The teen-agers have different reasons for enrolling in the acting class.

"It fills the time," said Maggie Devaney.

"You learn different ways to express yourself," said April Hinrichsen.

"There's not much to do in the summer," said Heather Thomas.

"It's something for the future," Brooke Beattie said.

Lauren Williams took the class while visiting from Kansas City for the summer. April and Ashley Hinrichsen just moved to Cape Girardeau from California and wanted to get to know people in the community.

Felker is a Cape Central graduate who is studying theater at Ohio Wesleyan University. Leyes is a Southeast graduate who just finished her first year of teaching English in the Farmington schools. At Southeast she was an English major who appeared in "Tartuffe," "Threepenny Opera" and "The Music Man."

Acting has had a big effect on her, she says. "You tend to look at details more, your breathing, how you walk, how you enunciate words. It gives you more self-confidence.
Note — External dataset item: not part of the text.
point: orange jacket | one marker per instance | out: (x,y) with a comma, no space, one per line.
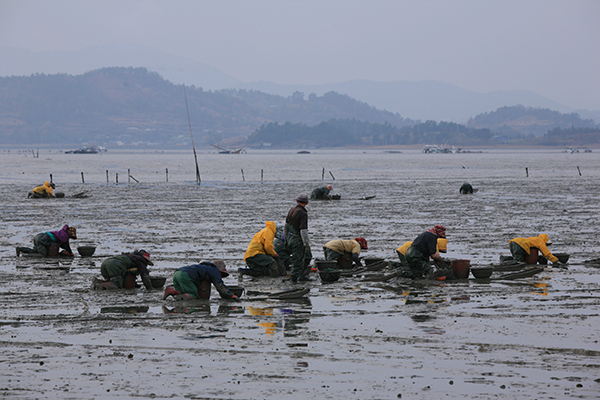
(538,242)
(262,242)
It carries through with your daily life."

Acting has made her a better teacher, she says. "I am much less inhibited in front of the kids."

At the front of a classroom, she uses some of the same techniques she used on the stage.

"When an actor sees the audience waning, you do something bigger to draw them back," she said.

She already sees a difference between the students who first sauntered into the theater two weeks ago and in the actors and actresses who will perform Friday.

"They seem to have come out of their shells," she says.